FHA Mortgages

Do You Have An FHA Adjustable Fee Mortgage?

do-you-have-an-fha-adjustable-fee-mortgage

Do you have an FHA adjustable rate mortgage also known as an FHA ARM loan? Has your introductory price expired soon? It can be a very good idea to look into your refinancing options to avoid the higher interest rates.

Adjustable rate home loan borrowers rightly get a little nervous when the end of their introductory interest rate, also known as the “teaser rate” period, approaches and the first rate adjustment on the ARM loan comes due.

Borrowers can negotiate an introductory rate with the lender that lasts as little as a year and up to ten years, but at some point that initial rate ends and the first adjustment is due.

If you have an FHA ARM loan, you may be eligible for a Streamline Refinance Qualifying Loan or a Streamline Non-Qualifying FHA Streamline Refi. In many cases, FHA streamline loans are available to the borrower without the FHA credit check and in other situations the credit check may be required. In both cases, the FHA loan rules apply.
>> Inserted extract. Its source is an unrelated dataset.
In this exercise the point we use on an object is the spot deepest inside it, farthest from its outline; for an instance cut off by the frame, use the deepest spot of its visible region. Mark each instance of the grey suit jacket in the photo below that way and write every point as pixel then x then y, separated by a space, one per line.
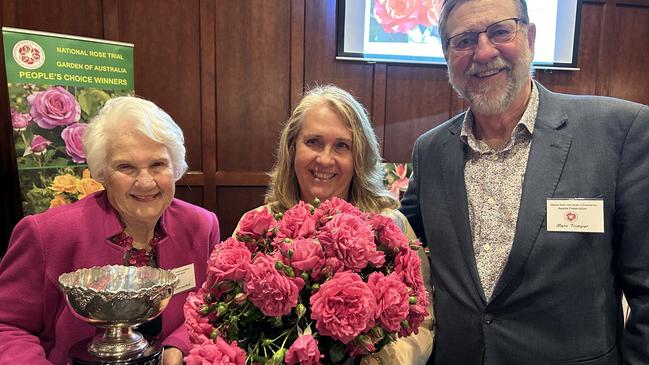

Non-Credit Qualifying FHA Refinance Loan Optimization

HUD 4000.1 instructs the lender: “The borrower must have made all mortgage payments for all mortgages on the property in question within the month due for the six months prior to the assignment of the case number and no more than a 30-day delay in payment in the last six months have months for all real estate mortgages. ”

In addition, the borrower is required to make payments for “all mortgages secured by the property in question within the month due for the month prior to the mortgage payment. “

Refinance Loan Qualifying FHA Optimization

The FHA loan rules in HUD 4000.1 state: “For all mortgages on any property with a mortgage payment history of less than six months, the borrower must have made all payments within the month due.

For all mortgages on all properties with a mortgage payment history of more than six months, the borrower must have made all mortgage payments within the month due for the six months prior to the assignment of the case number and no more than a 30-day late payment for the past six months. “

In addition, the borrower must have made payments “for all mortgages secured by the property within the month due for the month prior to the mortgage disbursement”.

Ask a loan officer how an FHA streamline refinance can help in cases where the borrower needs to avoid the new interest rate adjustment or refinance to a fixed-rate mortgage shortly afterwards. You will be glad you did, even if you decide to wait to refinance the loan.